While computer and Internet access continue to spread across the globe, arguably one of the biggest benefits would be unlocking all of the currently disabled science in locales where the infrastructure doesn't exist. In the same way that small villages in India and Africa leapfrogged telephone lines and jumped straight into mobile, this could be a way to broaden the pool of questions being asked.
One of the factors of the success of AWS was that Amazon had already built up a surplus of computing power, and all it had to do was put an interface on top of what existed so that a user could easily use it. Creating virtualized experimentation like this would require significant economies of scale before any typical scientist would remotely consider using it, based on price alone. It's not that AWS drastically reduced the cost of computational power (it still is marginally cheaper than buying and setting up your own box), it's that the offerings were tiered enough so that you had the right amount of power at just the right price.
While the bar for cost is somewhat high with the surplus of overqualified talent, this could actually turn into a benefit as the underemployed postdocs could suddenly spend their time more efficiently. Robots won't replace the humans here, but instead could create a massive opportunity to do more. I think we'd see a spectacular spike in the amount of new science unleashed. See today's software development stack and the tidal wave of new jobs and innovation that came as a result.
Realistically, I believe that cost is the main explanation for why something like this hasn't already succeeded.

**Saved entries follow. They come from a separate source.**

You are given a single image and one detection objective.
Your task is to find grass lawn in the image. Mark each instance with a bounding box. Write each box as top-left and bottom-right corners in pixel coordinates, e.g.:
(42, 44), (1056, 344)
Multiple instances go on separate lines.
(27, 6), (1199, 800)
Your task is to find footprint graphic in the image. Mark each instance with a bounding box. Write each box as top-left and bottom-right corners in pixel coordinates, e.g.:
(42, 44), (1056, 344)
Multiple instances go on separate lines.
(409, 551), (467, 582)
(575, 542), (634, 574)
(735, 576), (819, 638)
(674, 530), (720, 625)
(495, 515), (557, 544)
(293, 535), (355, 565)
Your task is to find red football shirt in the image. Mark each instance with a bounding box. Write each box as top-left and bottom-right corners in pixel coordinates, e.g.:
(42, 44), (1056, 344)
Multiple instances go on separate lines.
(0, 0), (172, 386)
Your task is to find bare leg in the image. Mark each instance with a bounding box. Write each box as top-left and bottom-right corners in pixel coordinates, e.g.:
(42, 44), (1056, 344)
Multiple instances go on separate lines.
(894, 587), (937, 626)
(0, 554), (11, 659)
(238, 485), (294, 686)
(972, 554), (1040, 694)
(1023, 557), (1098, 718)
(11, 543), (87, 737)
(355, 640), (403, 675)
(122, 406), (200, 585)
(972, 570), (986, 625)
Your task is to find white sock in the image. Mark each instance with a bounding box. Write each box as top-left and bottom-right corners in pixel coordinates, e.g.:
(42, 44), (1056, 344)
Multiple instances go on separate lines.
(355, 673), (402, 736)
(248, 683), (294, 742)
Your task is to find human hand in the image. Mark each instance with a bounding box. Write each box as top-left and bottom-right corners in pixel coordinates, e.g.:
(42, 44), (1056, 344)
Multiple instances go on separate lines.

This to me seems like a pain, as most scientists see quality assurance as something of an afterthought, only after you've received the data and analyzed it. Even bigger of a problem would be receiving a false negative and attempting to understand where the protocol went wrong. Of course, this could just be solved by repeating the experiment in the lab yourself (god forbid), but the current solution of just having good documentation might not help. The one universal constant in science is that experiments never go according to plan, and abstracting the scientific method may result in loss of clarity of the data.
Not all of the initial services will be readily accessible. This is more important in terms of the business strategy, but I think the preferred way to scale would be to identify high margin processes to start with, and identify vendors to take care of the rest. In other words, I don't think you could beat IDT at DNA preparation of submitted sequences, but maybe you could build a better platform for directed evolution high throughput screening.
Not a long term challenge, but something that could either greatly hinder adoption or speed it up.
Similar to how for web hosting there are managed warehouses to rent-this-space-in-our-datacenter, hosting options today are still pretty varied. AWS hasn't killed managed hosting solutions, and there would likely still be a need for managed experimentation environments. Something like Science Exchange would be the equivalent of a private cloud service, and so building and scaling a front-of-office sales team is a non-trivial task.
This is still really rough, and there's likely a lot I'm glossing over and forgetting, but here's one cool tidbit about the potential use of this kind of platform. Getting this system to work in space would likely require a lot of the same technology to get this to work in the first place. Example - doing any sort of protein X-ray analysis (to examine protein folding in microgravity which is scientifically interesting) in space is a pain because you're taking already purified protein in solution, putting it in a rocket, growing the crystal in space, etc. This takes forever because of scheduling hassles. Instead, if you had a system for doing remote expression, purification, and analysis, all in space, then you could reduce the payload to raw materials and it's just a matter of working in software.